This is an R Markdown document, using a Tufte Handouts style template.1 R Markdown is a simple formatting syntax for authoring HTML, PDF, and MS Word documents. For more details on using R Markdown see http://rmarkdown.rstudio.com. And as we happily use the Tufte Handouts format, please consider the following documentation https://rstudio.github.io/tufte/.
We work preferably with the tidytext package, which is somewhat more intuitive and modern than the suggested tm package.

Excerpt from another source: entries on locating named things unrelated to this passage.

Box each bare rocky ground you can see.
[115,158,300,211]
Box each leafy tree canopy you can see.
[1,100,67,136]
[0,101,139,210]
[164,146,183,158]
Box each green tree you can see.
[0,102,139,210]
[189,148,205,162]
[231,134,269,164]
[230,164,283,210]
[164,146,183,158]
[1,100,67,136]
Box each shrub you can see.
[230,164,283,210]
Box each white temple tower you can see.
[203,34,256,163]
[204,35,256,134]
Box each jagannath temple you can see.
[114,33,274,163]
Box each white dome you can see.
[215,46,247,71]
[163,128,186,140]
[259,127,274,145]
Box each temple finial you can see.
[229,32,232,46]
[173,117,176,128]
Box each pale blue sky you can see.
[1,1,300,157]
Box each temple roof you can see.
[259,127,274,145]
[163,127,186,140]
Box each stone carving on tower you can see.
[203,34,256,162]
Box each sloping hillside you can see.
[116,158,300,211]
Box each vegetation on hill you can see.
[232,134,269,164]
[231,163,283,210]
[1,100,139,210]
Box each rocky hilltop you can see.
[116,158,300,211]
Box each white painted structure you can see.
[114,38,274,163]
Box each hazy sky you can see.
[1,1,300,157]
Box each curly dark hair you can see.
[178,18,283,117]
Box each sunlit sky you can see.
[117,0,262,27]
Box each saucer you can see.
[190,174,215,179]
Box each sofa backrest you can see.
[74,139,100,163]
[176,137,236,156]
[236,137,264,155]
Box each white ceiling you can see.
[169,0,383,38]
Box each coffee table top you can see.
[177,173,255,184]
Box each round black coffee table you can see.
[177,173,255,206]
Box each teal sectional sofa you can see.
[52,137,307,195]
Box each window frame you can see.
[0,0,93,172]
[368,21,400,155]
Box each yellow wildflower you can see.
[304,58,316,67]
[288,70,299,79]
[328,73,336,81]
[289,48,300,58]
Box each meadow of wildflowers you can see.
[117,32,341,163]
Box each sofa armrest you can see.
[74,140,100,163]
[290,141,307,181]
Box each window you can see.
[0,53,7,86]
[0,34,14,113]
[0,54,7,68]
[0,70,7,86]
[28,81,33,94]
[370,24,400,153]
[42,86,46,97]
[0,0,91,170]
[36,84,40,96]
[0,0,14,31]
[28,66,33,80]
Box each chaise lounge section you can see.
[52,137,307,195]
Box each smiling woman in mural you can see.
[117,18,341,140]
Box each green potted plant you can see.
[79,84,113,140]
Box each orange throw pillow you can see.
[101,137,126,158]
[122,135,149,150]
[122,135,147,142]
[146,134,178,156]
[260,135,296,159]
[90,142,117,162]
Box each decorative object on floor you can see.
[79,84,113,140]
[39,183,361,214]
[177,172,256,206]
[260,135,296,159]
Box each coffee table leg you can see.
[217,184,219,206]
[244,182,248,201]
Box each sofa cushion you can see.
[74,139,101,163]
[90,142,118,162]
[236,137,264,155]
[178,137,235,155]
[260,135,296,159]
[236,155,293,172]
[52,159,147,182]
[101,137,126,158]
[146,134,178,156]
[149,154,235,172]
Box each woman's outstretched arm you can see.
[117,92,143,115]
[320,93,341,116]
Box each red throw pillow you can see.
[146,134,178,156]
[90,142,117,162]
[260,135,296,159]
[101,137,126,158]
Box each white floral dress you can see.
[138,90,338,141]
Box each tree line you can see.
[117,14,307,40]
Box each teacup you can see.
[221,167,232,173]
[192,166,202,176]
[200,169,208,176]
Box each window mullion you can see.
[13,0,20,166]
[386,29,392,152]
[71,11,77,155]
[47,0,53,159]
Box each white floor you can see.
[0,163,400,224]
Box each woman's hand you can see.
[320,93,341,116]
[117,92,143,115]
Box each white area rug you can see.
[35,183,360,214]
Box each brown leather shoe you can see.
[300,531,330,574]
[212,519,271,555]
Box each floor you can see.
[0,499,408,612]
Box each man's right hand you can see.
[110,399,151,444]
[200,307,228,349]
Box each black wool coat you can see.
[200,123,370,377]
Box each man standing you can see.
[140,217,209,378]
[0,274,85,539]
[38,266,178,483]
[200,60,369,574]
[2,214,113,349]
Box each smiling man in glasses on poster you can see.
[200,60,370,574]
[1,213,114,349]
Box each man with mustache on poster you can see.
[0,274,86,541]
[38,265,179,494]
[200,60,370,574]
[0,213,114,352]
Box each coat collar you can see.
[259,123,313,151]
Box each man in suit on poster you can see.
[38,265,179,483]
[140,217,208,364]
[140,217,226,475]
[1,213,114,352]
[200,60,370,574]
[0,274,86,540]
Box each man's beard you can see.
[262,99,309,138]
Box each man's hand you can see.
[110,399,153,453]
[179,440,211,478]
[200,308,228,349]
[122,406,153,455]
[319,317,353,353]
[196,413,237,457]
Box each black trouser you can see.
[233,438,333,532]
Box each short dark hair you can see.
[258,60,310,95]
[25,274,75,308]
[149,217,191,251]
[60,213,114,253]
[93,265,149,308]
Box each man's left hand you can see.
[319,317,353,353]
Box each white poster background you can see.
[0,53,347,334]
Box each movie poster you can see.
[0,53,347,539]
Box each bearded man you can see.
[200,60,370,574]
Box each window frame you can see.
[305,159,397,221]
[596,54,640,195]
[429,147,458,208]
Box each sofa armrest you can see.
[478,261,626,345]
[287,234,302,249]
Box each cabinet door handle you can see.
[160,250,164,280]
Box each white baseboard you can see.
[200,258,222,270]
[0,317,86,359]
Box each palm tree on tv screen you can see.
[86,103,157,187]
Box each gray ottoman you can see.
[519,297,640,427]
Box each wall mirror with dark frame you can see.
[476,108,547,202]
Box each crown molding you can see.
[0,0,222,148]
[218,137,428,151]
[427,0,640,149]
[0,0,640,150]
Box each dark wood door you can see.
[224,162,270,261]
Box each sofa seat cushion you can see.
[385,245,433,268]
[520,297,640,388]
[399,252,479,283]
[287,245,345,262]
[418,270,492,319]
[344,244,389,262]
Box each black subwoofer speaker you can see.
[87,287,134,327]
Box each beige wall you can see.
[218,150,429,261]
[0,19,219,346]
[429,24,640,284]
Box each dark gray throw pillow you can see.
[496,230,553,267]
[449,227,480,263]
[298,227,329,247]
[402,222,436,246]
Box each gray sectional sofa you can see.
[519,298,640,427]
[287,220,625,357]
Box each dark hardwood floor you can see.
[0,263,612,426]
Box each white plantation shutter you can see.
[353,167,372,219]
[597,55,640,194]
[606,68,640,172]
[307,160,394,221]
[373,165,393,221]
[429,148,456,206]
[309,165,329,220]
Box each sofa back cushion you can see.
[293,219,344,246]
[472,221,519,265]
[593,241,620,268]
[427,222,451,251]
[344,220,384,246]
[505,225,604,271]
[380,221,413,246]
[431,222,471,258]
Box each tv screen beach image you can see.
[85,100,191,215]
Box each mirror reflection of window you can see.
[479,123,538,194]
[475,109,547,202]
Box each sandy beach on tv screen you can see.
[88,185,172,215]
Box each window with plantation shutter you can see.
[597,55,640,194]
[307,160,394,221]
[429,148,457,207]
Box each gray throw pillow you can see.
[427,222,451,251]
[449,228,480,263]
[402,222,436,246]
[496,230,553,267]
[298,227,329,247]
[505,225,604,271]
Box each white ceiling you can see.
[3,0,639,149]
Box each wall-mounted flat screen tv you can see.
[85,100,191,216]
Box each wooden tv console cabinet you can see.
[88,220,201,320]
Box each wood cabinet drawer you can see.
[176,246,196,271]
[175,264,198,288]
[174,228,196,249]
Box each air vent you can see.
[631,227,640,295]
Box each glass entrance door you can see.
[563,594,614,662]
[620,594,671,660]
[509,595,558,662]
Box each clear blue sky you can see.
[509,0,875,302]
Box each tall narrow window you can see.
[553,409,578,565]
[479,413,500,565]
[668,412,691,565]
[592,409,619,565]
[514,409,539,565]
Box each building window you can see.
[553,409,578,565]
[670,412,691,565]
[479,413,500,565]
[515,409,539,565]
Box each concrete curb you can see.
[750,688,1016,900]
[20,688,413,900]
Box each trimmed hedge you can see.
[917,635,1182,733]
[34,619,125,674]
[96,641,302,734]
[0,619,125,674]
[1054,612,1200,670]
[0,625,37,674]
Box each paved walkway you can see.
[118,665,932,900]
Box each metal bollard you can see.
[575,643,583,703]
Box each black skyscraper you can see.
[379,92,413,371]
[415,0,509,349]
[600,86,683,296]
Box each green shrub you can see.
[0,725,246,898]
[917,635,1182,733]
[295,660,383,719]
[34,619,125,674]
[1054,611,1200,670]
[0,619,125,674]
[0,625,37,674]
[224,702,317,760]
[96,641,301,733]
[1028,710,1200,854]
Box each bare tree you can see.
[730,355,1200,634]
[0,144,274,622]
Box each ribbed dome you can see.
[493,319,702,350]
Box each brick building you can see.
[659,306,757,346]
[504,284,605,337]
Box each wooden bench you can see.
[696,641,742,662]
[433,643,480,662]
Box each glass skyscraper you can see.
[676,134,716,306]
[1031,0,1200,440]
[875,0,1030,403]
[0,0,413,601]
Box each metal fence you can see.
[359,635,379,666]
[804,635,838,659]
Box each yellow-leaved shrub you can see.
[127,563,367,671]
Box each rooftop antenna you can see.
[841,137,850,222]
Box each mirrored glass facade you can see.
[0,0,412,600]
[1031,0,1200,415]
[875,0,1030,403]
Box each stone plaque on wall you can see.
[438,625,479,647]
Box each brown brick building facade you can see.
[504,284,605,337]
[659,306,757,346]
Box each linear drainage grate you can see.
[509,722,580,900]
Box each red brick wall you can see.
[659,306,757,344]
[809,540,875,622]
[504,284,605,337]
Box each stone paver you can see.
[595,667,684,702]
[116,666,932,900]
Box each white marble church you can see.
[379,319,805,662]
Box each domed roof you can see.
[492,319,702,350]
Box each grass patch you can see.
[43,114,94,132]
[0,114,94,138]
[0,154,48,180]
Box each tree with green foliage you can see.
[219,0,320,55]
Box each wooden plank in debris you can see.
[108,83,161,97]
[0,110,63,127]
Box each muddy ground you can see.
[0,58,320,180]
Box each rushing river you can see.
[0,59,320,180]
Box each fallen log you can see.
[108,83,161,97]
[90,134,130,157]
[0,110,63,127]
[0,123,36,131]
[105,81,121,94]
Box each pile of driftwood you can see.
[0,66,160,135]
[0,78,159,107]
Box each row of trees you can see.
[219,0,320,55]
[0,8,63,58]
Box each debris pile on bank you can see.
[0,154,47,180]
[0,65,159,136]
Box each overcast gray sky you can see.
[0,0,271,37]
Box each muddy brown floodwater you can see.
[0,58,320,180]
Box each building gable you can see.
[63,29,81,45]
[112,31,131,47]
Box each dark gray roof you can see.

First, we load our data by using the readr::read_lines function and converting the data into tibbles on the fly:
# unzip("Coursera-SwiftKey.zip")
US_twitter <- as_tibble(read_lines("final/en_US/en_US.twitter.txt"))
US_news <- as_tibble(read_lines("final/en_US/en_US.news.txt"))
US_blogs <- as_tibble(read_lines("final/en_US/en_US.blogs.txt"))
US_total <- rbind(US_twitter, US_news, US_blogs)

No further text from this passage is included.